The key ideas leveraged by BigDataFlow
Bringing database query planner inside Workflow Management Systems
Going back to the goal we introduced in Part 1 for our data pipeline platform: Users should only write the task
How does the project infer statically ?
- the type of inputs and outputs
- the DAG of tasks
The first idea leveraged is: data transformations can be described in terms of SQL without restricting expressiveness.
Most databases offer the possibility to implement in a programming language (often the one used to implement the database engine itself) user defined functions to enrich the default catalog of scalar, aggregation and table functions. This way to enrich SQL expressiveness gained popularity with query engines like Hive or SparkSQL where adding User Defined Functions has almost no impact on the reliability of the system.
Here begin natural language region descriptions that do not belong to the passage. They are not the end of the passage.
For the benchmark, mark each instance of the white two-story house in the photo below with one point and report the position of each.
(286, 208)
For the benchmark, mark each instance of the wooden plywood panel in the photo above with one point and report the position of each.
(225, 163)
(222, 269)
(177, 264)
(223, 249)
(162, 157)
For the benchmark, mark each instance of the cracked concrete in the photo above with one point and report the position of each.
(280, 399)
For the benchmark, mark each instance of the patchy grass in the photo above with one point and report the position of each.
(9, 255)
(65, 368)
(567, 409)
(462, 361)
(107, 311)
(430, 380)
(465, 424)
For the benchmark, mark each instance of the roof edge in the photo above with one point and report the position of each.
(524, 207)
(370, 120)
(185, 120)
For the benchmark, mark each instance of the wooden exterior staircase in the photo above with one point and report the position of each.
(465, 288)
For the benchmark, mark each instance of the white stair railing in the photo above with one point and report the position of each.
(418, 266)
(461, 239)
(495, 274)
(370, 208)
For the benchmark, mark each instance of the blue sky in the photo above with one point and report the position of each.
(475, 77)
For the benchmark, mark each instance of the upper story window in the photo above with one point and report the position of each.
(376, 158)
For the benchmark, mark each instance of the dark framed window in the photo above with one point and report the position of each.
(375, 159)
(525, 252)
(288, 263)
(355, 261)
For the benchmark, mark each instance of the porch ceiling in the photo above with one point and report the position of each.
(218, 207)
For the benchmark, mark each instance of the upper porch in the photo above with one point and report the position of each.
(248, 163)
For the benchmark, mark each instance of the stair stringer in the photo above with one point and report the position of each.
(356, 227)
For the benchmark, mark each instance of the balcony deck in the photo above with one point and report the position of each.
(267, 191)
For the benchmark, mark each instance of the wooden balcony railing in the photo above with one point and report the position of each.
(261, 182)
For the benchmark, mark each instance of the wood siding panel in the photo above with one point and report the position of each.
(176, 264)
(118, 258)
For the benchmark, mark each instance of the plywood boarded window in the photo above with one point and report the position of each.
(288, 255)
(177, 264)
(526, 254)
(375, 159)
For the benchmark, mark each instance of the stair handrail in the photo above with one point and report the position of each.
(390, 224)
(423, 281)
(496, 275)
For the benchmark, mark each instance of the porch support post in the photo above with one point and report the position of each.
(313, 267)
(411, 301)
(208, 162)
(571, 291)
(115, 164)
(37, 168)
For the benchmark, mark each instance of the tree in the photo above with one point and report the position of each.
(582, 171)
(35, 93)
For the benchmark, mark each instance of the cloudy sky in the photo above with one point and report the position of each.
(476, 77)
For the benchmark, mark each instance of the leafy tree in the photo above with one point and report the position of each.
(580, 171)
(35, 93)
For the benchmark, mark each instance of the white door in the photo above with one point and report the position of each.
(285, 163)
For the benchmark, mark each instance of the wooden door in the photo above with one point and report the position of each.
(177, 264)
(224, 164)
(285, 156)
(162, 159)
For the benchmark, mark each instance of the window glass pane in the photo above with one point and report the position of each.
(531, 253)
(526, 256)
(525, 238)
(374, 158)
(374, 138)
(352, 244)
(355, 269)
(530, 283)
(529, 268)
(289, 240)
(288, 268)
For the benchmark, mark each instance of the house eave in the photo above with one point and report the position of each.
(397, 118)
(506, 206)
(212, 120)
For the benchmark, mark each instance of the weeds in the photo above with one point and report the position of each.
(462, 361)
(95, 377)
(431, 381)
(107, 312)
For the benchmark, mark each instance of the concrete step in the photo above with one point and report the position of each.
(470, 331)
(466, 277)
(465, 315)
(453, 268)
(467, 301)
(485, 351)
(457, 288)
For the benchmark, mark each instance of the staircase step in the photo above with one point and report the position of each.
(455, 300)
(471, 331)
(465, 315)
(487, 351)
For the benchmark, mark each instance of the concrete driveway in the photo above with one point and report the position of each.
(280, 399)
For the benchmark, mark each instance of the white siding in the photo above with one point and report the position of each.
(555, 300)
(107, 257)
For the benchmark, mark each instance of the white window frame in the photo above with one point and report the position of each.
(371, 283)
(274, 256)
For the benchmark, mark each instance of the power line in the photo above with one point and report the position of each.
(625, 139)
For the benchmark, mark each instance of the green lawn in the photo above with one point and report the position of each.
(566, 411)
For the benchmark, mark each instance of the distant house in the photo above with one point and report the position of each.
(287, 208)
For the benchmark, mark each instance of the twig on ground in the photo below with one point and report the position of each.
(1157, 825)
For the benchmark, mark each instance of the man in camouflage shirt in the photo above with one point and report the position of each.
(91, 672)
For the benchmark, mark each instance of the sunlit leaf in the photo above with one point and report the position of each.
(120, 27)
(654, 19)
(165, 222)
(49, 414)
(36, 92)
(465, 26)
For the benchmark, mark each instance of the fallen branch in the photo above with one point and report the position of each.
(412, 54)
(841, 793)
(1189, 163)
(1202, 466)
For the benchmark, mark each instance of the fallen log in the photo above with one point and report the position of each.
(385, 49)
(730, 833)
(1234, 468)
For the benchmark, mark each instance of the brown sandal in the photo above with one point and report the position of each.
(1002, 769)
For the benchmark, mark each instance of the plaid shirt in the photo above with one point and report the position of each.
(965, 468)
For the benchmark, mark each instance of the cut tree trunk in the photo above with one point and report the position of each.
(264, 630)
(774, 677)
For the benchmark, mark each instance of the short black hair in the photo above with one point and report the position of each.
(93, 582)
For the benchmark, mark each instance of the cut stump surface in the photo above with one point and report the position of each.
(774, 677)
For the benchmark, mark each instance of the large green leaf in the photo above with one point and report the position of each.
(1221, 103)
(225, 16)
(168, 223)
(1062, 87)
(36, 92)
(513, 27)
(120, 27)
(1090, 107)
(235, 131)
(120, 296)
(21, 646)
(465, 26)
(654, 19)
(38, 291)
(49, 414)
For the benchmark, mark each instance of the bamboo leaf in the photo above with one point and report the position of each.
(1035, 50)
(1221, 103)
F1-Query or Presto/Trino are projects that also pushed SQL expressiveness beyond what a single database can do: Those query processor engines interact with several underlying databases and have support for running User Defined Functions on remote servers.
Following the same trend we included a Foreign Transformation Interface (FTI), allowing the platform to execute data transformation programs written in foreign technologies such as Python or Spark. This generic User Defined Table Function allows to escape from pure SQL which is key to embark Machine Learning workloads.
Once decided that data transformations are defined in terms of SQL, we can leverage its declarative power!
Datasets consume each others, so from the SQL queries we can build a graph of datasets that depend on each others.
In all directed acyclic graphs there are some root nodes that don’t depend on any others.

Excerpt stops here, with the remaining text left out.